A prominent feature of the town is the 1911 Grays Harbor County Courthouse, a three-story structure with a domed tower. The interior features murals of local history. There is a dent in the front door made by the sheriff as he fired at a fleeing felon. The motto "come on vacation and leave on probation" was coined for this Grays Harbor County city.

==Parks and recreation==
In the northern part of the town is Lake Sylvia State Park. Wynooche Valley Road is a route that travels north from Montesano and follows the course of the Wynoochee River; it forms an access way to the southern Olympic Mountains and the southern quarter of Olympic National Park.

==Infrastructure==
The city was a recipient of the installation of flood control measures near Montesano's wastewater treatment plant. As part of the Chehalis Basin Strategy, log jacks were placed during 2018–2019 that helped increase the riverbank of the migrating Wynoochee River, which was threatening the plant that during flooding would have inundated the community with sewage runoff. The $2 million cost of the project was estimated to have saved over $40 million in future cleanup and containment efforts.
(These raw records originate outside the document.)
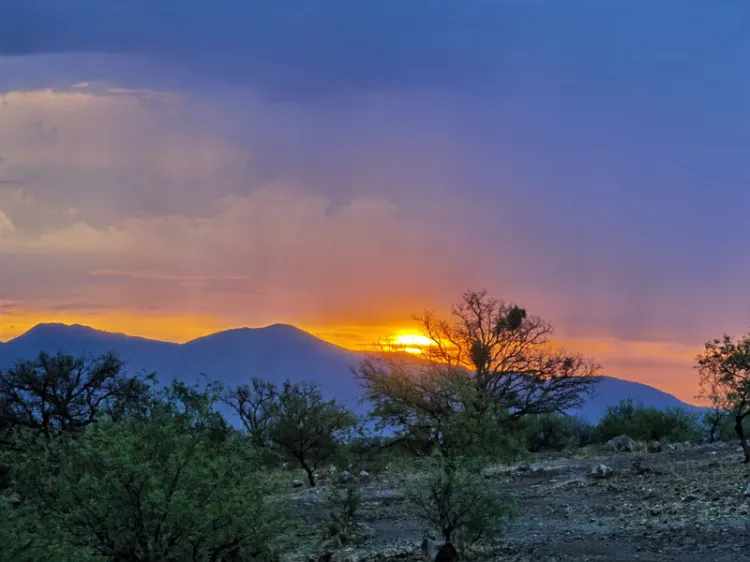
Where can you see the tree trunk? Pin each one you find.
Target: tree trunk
(714, 430)
(310, 474)
(741, 434)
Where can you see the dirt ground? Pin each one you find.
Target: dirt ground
(685, 505)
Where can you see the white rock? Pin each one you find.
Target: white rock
(602, 471)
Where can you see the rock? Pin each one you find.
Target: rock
(347, 555)
(345, 477)
(601, 471)
(622, 444)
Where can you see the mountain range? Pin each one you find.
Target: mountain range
(273, 353)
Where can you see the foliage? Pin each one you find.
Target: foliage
(555, 432)
(343, 505)
(308, 428)
(649, 424)
(172, 482)
(724, 368)
(255, 405)
(454, 499)
(62, 394)
(488, 368)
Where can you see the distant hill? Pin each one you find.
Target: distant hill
(273, 353)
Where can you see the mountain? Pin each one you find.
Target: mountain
(273, 353)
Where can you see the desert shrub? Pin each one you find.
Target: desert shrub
(342, 511)
(464, 399)
(555, 432)
(454, 500)
(171, 482)
(725, 428)
(649, 424)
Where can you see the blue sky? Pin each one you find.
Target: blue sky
(348, 163)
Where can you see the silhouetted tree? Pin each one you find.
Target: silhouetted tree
(63, 394)
(492, 362)
(308, 428)
(724, 368)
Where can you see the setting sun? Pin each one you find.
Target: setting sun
(409, 342)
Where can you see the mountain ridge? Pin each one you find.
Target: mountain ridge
(274, 352)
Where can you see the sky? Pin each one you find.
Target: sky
(170, 169)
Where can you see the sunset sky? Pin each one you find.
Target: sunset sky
(174, 168)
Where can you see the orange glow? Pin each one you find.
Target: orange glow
(660, 364)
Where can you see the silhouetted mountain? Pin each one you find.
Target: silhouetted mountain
(273, 353)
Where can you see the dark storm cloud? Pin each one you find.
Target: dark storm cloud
(292, 49)
(600, 148)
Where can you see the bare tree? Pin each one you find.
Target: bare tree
(255, 404)
(489, 357)
(724, 368)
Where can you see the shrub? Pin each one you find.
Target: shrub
(343, 505)
(649, 424)
(169, 483)
(453, 498)
(556, 432)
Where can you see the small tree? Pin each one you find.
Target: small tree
(308, 428)
(649, 424)
(492, 362)
(63, 394)
(454, 499)
(713, 420)
(171, 483)
(724, 368)
(255, 405)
The fortification increased the habitat of aquatic species and extended the operating life of the plant by several decades.

==Education==
Primary and secondary education in Montesano is provided by the Montesano School District.

==Notable residents==
- Adam Bighill (born 1988), American and Canadian football player
- Kurt Cobain (1967–1994), Nirvana lead singer and guitarist
- Reuben Hollis Fleet 1887 – 1975), American aviation pioneer, businessman and army officer
- Jerry Lambert, actor and voiceover artist
- J. T. Medcalf (1843–1899), Washington State legislator
- The band Melvins was formed in Montesano in 1983
- Robert Moch (1914 – 2005), University of Washington team leader that won the gold medal in the 1936 Summer Olympics
- Buzz Osbourne (born 1964), singer and guitarist
- Blanche Pennick (1905–1991), Washington State legislator and educator.